Source: Jewish Children's Museum 


The Jewish Children's Museum, located in the Chabad-Lubavitch Chasidic community of Crown Heights in Brooklyn, New York, is the largest Jewish-themed children's museum in the United States. It aims for children of all faiths and backgrounds to gain a positive perspective and awareness of the Jewish heritage, fostering tolerance and understanding. The permanent collection features exhibits designed to be both educational and entertaining to children, often employing cutting edge interactive multimedia. The six floors of the museum house an array of exhibits and displays covering Judaism throughout the ages.


The interactive computer training labs on the lower level are devoted to hands-on learning. They are home to dozens of creative workshops, as well as an arts and crafts center where children bake challah or matzos, carve shofars, make menorahs and braid havdalah candles.

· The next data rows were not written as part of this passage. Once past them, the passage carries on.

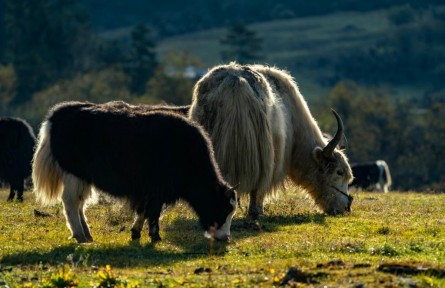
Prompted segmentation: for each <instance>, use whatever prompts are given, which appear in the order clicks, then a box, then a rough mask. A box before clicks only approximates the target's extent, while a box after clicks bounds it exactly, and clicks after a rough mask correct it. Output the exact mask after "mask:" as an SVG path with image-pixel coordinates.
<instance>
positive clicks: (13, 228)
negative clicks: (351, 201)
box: [0, 190, 445, 287]
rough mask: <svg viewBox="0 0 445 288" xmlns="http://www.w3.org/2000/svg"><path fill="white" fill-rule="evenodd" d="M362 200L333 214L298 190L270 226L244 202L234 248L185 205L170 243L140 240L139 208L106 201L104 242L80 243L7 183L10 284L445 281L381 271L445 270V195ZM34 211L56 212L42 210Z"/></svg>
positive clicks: (277, 283) (395, 197)
mask: <svg viewBox="0 0 445 288" xmlns="http://www.w3.org/2000/svg"><path fill="white" fill-rule="evenodd" d="M354 197H355V201H354V203H353V212H352V213H351V214H350V215H347V216H340V217H329V216H325V215H323V214H321V213H319V212H317V210H316V208H315V207H314V205H313V202H312V201H311V200H310V199H307V198H306V197H305V196H304V195H303V194H301V193H300V192H297V191H294V190H288V191H286V193H281V196H280V197H279V198H278V199H274V200H271V201H270V203H269V204H268V205H267V206H266V214H265V216H263V217H262V218H261V225H262V228H261V231H255V230H253V229H251V228H250V229H246V225H244V224H245V223H244V220H245V219H244V214H245V210H246V207H245V205H246V203H247V201H246V199H243V201H242V204H243V210H244V211H240V210H239V211H238V213H237V215H236V216H235V219H234V222H233V225H232V239H231V242H230V243H229V244H227V245H224V244H221V243H214V245H212V243H211V242H210V241H209V240H207V239H206V238H204V237H203V231H202V230H201V228H200V227H199V224H198V221H197V219H196V216H195V214H194V213H193V212H192V211H191V210H190V209H189V208H188V207H187V205H185V204H184V203H179V204H178V205H176V206H175V207H173V208H168V209H167V210H166V211H165V212H164V215H163V218H162V220H161V223H160V225H161V237H162V238H163V240H162V241H161V242H160V243H157V244H156V245H151V244H150V240H149V239H148V232H147V230H146V227H144V231H143V232H144V233H143V235H142V239H141V241H140V242H139V243H134V242H131V241H130V232H129V229H130V226H131V222H132V215H131V213H129V212H128V211H127V209H126V208H125V207H121V206H120V205H117V204H112V203H103V204H99V205H95V206H92V207H90V208H89V209H88V210H87V217H88V221H89V223H90V226H91V231H92V234H93V237H94V240H95V242H94V243H91V244H85V245H78V244H76V243H75V242H74V241H73V240H72V239H69V236H70V233H69V230H68V228H67V227H66V224H65V218H64V216H63V213H62V209H61V205H57V206H53V207H42V206H40V205H39V204H38V203H35V201H34V195H33V194H32V193H25V202H24V203H17V202H12V203H9V202H6V201H5V200H6V198H7V191H6V190H1V191H0V201H1V203H2V209H1V211H0V215H1V217H0V243H1V244H0V257H1V258H0V281H4V282H5V283H7V284H8V285H9V286H10V287H16V286H19V287H20V286H26V285H28V287H44V285H47V284H48V283H50V282H51V281H50V280H51V279H56V280H57V281H61V282H63V281H65V280H64V278H63V277H65V276H66V277H67V279H66V281H70V280H73V281H74V282H73V283H78V286H79V287H93V286H96V287H100V285H99V284H100V279H99V278H100V277H99V276H98V275H102V276H104V277H106V276H107V275H108V276H110V277H111V276H112V277H114V278H113V279H114V280H116V283H118V284H119V285H117V284H116V287H137V286H139V287H147V286H155V287H158V286H172V287H175V286H178V285H185V286H198V287H199V286H217V287H219V286H229V287H233V286H255V285H257V286H265V287H268V286H271V285H274V284H275V285H276V284H279V283H280V281H281V280H282V279H283V277H284V275H285V274H286V272H287V271H288V269H289V268H290V267H296V268H298V269H299V270H301V271H303V272H302V273H309V274H307V275H311V276H310V277H309V276H308V277H307V279H306V278H305V279H303V280H301V279H300V281H303V282H311V283H312V284H308V285H314V286H323V285H333V286H346V287H349V286H354V285H359V284H366V285H367V287H379V286H382V285H395V286H402V287H403V286H406V287H408V286H409V285H411V284H416V285H418V286H428V287H429V286H431V285H432V286H434V285H435V286H437V287H440V286H441V285H445V281H444V280H443V279H442V278H441V276H440V275H438V274H434V275H429V274H428V271H426V272H425V273H423V274H421V275H394V274H390V273H383V272H381V271H379V270H378V267H379V265H380V264H383V263H390V262H394V263H404V264H409V265H411V266H413V267H417V266H418V267H424V268H438V269H443V268H445V267H444V265H443V264H442V263H445V225H444V224H445V205H444V204H445V194H420V193H394V192H392V193H388V194H381V193H365V192H356V193H354ZM34 209H38V210H39V211H43V212H47V213H50V214H51V215H53V216H52V217H36V216H35V215H34ZM340 260H341V261H340ZM331 261H334V262H331ZM335 261H336V262H335ZM339 263H340V264H339ZM107 265H109V266H108V268H107ZM67 267H68V268H69V269H68V268H67ZM60 269H65V270H63V271H66V273H68V272H69V273H70V274H68V275H66V274H60V273H61V272H60V271H61V270H60ZM67 269H68V270H67ZM107 269H108V270H107ZM100 271H102V274H100V273H99V272H100ZM107 271H108V272H109V274H106V273H108V272H107ZM64 273H65V272H64ZM98 273H99V274H98ZM104 273H105V274H104ZM304 275H306V274H304ZM98 277H99V278H98ZM443 277H445V275H443ZM104 279H105V278H104ZM102 280H103V279H102ZM75 281H77V282H75ZM303 282H299V283H298V285H303V284H304V283H303ZM0 283H1V282H0ZM382 283H383V284H382ZM306 284H307V283H306ZM29 285H31V286H29ZM125 285H127V286H125ZM0 287H1V286H0ZM48 287H57V286H48Z"/></svg>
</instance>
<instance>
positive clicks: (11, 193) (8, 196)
mask: <svg viewBox="0 0 445 288" xmlns="http://www.w3.org/2000/svg"><path fill="white" fill-rule="evenodd" d="M14 196H15V192H14V186H13V185H12V184H11V187H10V192H9V196H8V201H12V200H14Z"/></svg>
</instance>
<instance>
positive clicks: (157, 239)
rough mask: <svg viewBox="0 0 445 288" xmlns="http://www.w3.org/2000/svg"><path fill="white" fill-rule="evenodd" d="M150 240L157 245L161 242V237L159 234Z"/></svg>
mask: <svg viewBox="0 0 445 288" xmlns="http://www.w3.org/2000/svg"><path fill="white" fill-rule="evenodd" d="M150 238H151V243H156V242H159V241H161V236H159V234H155V235H150Z"/></svg>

The heart of the museum is in the galleries which occupy the third and fourth floors. There visitors encounter an array of exhibits and displays covering Jewish history and heroes, holidays and customs, the Holocaust, and contemporary Jewish life. Some 100 lifelike dioramas add a concrete visual dimension to the exhibits in conjunction with multi-media presentations designed to capture the attention of the museum's young visitors. The top two floors of the Museum hold administrative offices, a conference room and support services.


Young visitors are invited to climb on a giant challah loaf, split the “Red Sea” and “Shop” for kosher groceries in a scaled-down supermarket. Children are catapulted into the spotlight as they broadcast the story of Chanukah from a TV studio.


The Jewish mini golf course on the terrace lets golfers play through the six different stages of Jewish life starting with the first hole (birth), going through life until death and burial.

The Jewish Childrens Museum is run by Tzivos Hashem, an international children’s organization that was founded over twenty years ago at the behest of the late Lubavitcher Rebbe, Rabbi Menachem M. Schneerson.


The museum entertains visitors throughout the week except for Fridays and Saturdays for a $10 admission fee.